В половине третьего уже в детском доме. Ребята из школы вернулись, как после Мамаева побоища: беленькие рубашки — теперь пестренькие, все в пятнах бог знает от чего. В портфелях содержимого тоже поубавилось. Ручек уже нет, тетради: у мальчишек разрисованы «морским боем» и еще какой-то чертовщиной, у девочек — гадалки-вопросники.
В обед накрываю столы сама, но уже с помощниками. Однако убирать помощников нет. Убирать — ни за какие коврижки!
Дети, судя по всему, ко мне привыкли — насильно в отрядную никого не загоняла, однако кто-нибудь из девчонок и мальчишек все время был там, пока была и я: присматривались, помалкивали, хотя и хмыкали, фыркали.
Первого сентября на самоподготовку собралось столько, что пришлось стулья приносить из спален. Я ликовала. Но радость моя была преждевременна — прошло несколько дней, и число жаждущих получить знания катастрофически уменьшилось. Проведя несколько диктантов с желающими, я обнаружила чудовищные провалы в знаниях (до сорока ошибок на странице!). С математикой дела обстояли и того хуже: многие не знали даже таблицы умножения.
Когда первая неделя подходила к концу, стало ясно: работу надо сосредоточить на двух узловых моментах — самоподготовка и отбой. Самоподготовка — надо срочно организовывать «ликбез». А вот с отбоем сложней.

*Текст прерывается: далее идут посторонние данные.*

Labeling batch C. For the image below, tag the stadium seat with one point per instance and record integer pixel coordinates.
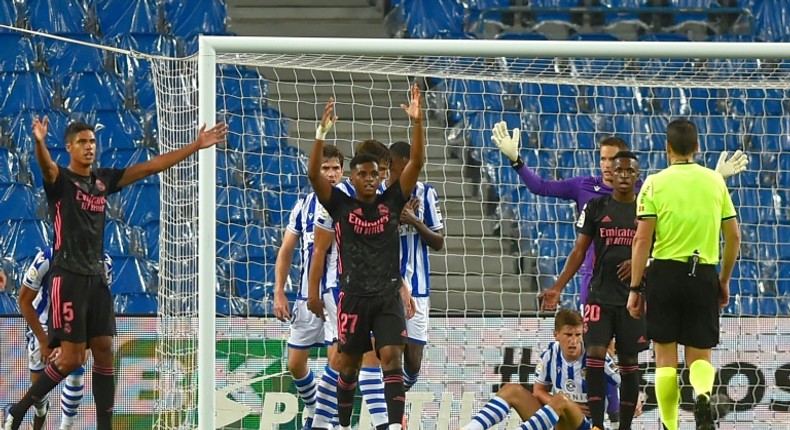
(58, 16)
(90, 91)
(141, 203)
(117, 129)
(17, 201)
(242, 89)
(131, 275)
(25, 91)
(9, 166)
(118, 17)
(18, 54)
(24, 238)
(136, 304)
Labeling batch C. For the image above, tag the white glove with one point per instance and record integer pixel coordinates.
(736, 164)
(323, 129)
(505, 142)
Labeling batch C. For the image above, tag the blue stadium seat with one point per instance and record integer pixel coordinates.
(8, 305)
(18, 54)
(242, 89)
(25, 91)
(121, 158)
(21, 131)
(64, 59)
(131, 275)
(119, 129)
(117, 241)
(17, 200)
(9, 166)
(88, 92)
(141, 203)
(136, 304)
(118, 17)
(57, 16)
(253, 279)
(23, 238)
(188, 19)
(278, 206)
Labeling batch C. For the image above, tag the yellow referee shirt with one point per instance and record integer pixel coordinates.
(689, 203)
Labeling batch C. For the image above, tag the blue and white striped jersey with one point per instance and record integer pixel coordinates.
(415, 267)
(308, 212)
(37, 275)
(569, 378)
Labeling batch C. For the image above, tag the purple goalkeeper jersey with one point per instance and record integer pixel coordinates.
(580, 189)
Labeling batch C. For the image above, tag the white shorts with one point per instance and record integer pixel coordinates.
(330, 315)
(417, 326)
(34, 362)
(307, 330)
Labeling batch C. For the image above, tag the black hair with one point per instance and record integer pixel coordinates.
(74, 128)
(331, 151)
(682, 136)
(362, 158)
(401, 149)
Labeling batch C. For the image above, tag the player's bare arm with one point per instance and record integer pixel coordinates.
(640, 252)
(732, 243)
(26, 296)
(321, 185)
(408, 179)
(282, 266)
(49, 169)
(572, 264)
(321, 245)
(205, 139)
(434, 239)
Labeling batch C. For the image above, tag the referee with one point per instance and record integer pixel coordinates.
(687, 207)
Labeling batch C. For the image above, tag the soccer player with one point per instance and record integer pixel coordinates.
(559, 385)
(685, 208)
(608, 222)
(366, 228)
(34, 305)
(421, 228)
(307, 329)
(81, 312)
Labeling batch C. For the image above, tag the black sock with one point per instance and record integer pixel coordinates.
(629, 394)
(596, 390)
(346, 387)
(104, 395)
(395, 394)
(49, 379)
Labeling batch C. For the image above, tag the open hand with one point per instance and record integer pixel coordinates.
(212, 136)
(414, 108)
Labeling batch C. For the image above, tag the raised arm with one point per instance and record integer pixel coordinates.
(509, 146)
(572, 264)
(49, 169)
(411, 171)
(321, 185)
(205, 139)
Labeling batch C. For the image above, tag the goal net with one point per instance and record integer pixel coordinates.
(503, 243)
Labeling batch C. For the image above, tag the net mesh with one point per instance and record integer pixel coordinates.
(502, 243)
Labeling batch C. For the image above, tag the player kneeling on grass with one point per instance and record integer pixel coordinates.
(559, 398)
(34, 305)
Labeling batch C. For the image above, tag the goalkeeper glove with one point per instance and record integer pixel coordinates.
(323, 129)
(736, 164)
(505, 142)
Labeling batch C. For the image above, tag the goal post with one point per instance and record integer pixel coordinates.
(479, 274)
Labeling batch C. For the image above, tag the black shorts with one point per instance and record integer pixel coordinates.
(358, 316)
(682, 308)
(602, 323)
(81, 308)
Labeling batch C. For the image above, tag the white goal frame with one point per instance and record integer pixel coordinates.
(210, 46)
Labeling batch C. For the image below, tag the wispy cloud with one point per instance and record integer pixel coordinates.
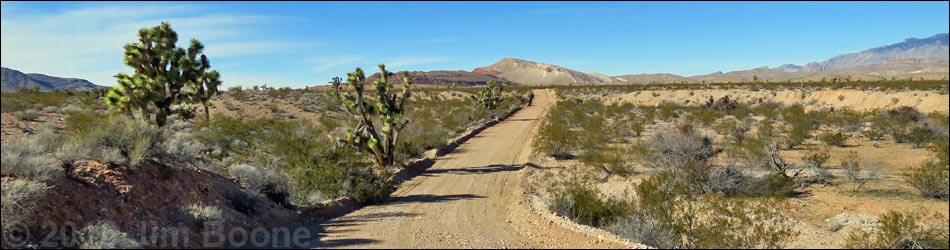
(321, 64)
(87, 42)
(412, 60)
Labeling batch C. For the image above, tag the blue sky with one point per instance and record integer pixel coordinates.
(307, 43)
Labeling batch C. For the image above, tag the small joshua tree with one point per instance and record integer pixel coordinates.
(164, 75)
(388, 105)
(490, 97)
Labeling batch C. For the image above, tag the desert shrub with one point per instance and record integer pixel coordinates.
(845, 119)
(19, 196)
(729, 181)
(583, 205)
(30, 99)
(27, 159)
(931, 179)
(797, 135)
(264, 181)
(554, 138)
(51, 109)
(200, 213)
(243, 201)
(919, 136)
(733, 129)
(833, 139)
(27, 115)
(941, 148)
(816, 158)
(238, 93)
(291, 149)
(860, 171)
(703, 116)
(765, 129)
(833, 225)
(873, 133)
(105, 235)
(337, 172)
(135, 139)
(77, 122)
(723, 105)
(899, 231)
(680, 151)
(665, 214)
(749, 153)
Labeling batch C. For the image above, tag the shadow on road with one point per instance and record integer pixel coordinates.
(476, 170)
(428, 198)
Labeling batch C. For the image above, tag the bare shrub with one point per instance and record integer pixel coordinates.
(834, 225)
(900, 231)
(931, 179)
(27, 115)
(105, 235)
(264, 181)
(200, 213)
(816, 158)
(860, 171)
(26, 159)
(833, 139)
(583, 204)
(665, 214)
(19, 196)
(682, 150)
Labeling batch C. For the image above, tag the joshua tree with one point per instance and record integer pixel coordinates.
(387, 105)
(491, 97)
(162, 73)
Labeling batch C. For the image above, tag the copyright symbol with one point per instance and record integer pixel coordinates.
(17, 236)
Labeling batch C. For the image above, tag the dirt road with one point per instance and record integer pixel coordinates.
(470, 198)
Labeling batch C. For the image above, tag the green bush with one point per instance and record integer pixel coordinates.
(941, 148)
(19, 196)
(27, 115)
(816, 158)
(833, 139)
(104, 235)
(200, 213)
(732, 129)
(27, 159)
(667, 215)
(860, 171)
(264, 181)
(583, 205)
(899, 231)
(680, 151)
(919, 136)
(797, 135)
(554, 138)
(932, 179)
(135, 141)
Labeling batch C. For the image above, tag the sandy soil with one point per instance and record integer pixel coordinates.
(471, 198)
(925, 101)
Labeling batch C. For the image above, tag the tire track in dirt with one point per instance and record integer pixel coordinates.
(470, 198)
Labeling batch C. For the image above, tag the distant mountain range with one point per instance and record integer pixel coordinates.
(914, 58)
(14, 80)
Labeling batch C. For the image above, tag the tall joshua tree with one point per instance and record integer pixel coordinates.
(162, 73)
(387, 106)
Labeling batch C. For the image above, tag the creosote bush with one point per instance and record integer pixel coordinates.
(931, 179)
(18, 198)
(900, 231)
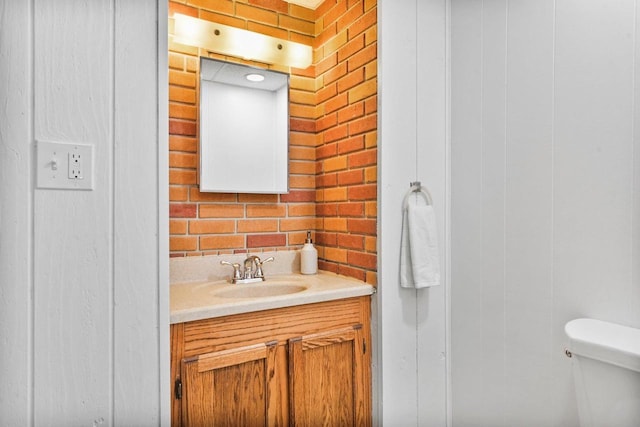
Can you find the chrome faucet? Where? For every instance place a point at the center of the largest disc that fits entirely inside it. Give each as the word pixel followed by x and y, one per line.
pixel 252 270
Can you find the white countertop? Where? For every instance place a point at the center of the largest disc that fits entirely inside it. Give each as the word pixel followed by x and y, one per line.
pixel 202 300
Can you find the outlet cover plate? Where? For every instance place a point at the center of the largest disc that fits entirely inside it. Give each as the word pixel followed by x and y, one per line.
pixel 53 167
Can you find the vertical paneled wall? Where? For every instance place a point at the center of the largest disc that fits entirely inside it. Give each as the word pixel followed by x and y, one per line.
pixel 84 285
pixel 411 324
pixel 545 202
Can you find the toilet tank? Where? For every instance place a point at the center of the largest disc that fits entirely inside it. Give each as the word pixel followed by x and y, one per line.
pixel 606 368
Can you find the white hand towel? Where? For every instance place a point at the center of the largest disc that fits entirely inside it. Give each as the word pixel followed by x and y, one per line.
pixel 419 259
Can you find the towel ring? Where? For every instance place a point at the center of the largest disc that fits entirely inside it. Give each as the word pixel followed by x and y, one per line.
pixel 416 187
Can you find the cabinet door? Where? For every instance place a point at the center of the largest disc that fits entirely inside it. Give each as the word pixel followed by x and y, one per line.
pixel 329 376
pixel 229 388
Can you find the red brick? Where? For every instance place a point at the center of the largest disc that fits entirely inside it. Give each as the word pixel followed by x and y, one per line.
pixel 326 150
pixel 326 93
pixel 364 226
pixel 348 271
pixel 351 80
pixel 362 57
pixel 212 227
pixel 363 192
pixel 337 102
pixel 353 46
pixel 335 73
pixel 183 243
pixel 361 259
pixel 266 240
pixel 350 145
pixel 365 22
pixel 302 125
pixel 326 239
pixel 355 176
pixel 351 241
pixel 277 5
pixel 229 241
pixel 352 15
pixel 364 124
pixel 338 10
pixel 328 180
pixel 351 209
pixel 298 196
pixel 338 132
pixel 182 210
pixel 363 158
pixel 327 209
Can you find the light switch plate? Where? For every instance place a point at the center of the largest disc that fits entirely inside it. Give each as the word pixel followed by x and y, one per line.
pixel 64 166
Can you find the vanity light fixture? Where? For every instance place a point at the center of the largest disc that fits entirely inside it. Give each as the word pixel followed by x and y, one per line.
pixel 248 45
pixel 254 77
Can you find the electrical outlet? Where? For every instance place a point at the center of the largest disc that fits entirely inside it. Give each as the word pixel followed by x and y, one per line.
pixel 64 166
pixel 75 165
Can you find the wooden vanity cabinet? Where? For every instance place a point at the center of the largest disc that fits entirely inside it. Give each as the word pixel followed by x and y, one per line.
pixel 305 365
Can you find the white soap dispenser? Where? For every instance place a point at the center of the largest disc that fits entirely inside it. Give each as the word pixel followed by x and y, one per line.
pixel 308 257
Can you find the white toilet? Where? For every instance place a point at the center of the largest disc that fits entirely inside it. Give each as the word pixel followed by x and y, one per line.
pixel 606 370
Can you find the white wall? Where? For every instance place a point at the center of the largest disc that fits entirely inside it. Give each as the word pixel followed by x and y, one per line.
pixel 412 134
pixel 545 171
pixel 83 274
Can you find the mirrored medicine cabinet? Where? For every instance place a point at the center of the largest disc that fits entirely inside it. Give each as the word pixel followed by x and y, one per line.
pixel 244 128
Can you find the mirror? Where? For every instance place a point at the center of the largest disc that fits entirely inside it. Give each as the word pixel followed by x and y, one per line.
pixel 244 129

Уложить в постели в десять — дело безнадежное. В этот час смена уже заканчивалась, и вся орава — и малыши, и старшие — оставались под опекой ночной (воспитательницы, дежурившей с отбоя до подъема), единственной на два этажа. Повоевав с малышами, на которых «находило» к полуночи, бедняга шла в комнату отдыха — прикорнуть на пару часов, — иначе утром подъем не провести. И тут-то в спальнях начинался содом и гоморра.
Ночью жизнь в детском доме бьет ключом. Это, во-первых, традиционные походы на кухню. Отмычки есть у всех «основных». (Основной — локальное условное обозначение лидеров; чтобы остановить зарвавшегося, говорят: «Основной, что ли?»)

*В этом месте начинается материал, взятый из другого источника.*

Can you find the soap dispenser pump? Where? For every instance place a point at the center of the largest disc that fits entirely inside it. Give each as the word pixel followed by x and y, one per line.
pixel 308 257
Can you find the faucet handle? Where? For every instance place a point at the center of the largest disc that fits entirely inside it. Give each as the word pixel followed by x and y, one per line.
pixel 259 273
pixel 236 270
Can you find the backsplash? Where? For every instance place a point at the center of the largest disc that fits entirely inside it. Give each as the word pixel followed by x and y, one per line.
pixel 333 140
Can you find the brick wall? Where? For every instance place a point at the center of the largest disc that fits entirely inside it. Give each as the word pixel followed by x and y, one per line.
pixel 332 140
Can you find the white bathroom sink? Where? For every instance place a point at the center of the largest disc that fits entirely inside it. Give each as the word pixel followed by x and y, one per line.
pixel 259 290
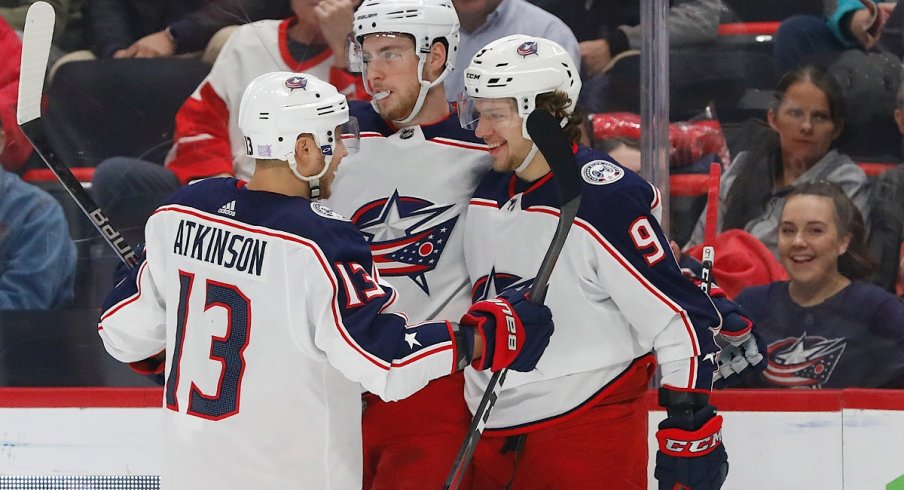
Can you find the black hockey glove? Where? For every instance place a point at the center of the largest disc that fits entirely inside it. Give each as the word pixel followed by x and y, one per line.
pixel 691 455
pixel 515 331
pixel 742 349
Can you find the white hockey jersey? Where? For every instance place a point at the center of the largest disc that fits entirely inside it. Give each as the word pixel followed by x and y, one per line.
pixel 407 190
pixel 616 293
pixel 272 320
pixel 207 137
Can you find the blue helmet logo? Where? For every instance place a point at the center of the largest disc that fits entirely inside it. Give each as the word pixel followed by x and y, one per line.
pixel 527 48
pixel 297 82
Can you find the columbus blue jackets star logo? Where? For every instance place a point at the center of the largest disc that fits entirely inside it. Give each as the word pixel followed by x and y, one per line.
pixel 490 285
pixel 805 362
pixel 295 82
pixel 527 48
pixel 406 234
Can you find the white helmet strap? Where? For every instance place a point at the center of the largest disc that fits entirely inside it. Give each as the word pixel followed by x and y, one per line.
pixel 312 180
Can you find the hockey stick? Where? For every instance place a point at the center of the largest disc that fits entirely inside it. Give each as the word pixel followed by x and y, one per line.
pixel 35 51
pixel 709 231
pixel 547 135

Картошка в контейнере лежит открыто — бери сколько хочешь. Масло иногда остается на мойке. Капуста, морковь, лук — тут же в коридоре в мешках.
«Шмон» на кухне — самый безобидный промысел. Случаются и настоящие погромы. Проводят их бывшие (конечно же, не без помощи наших воспитанников): взламывают замок на двери кладовой, затем ломиком сбивают навесной замок на холодильнике — и тогда на следующий день детский дом остается без масла, сыра, колбасы, без всего, что можно унести в сумках. Ну, еще мясо пообрежут, филейные куски.
Воровали и днем. Чаще всего «скрадывают» полдники: яблоки, конфеты, вафли, булки. Прямо из отрядной. Отлучился воспитатель на минутку — и ищи потом ветра в поле! Приходят опоздавшие и печально созерцают пустой поднос.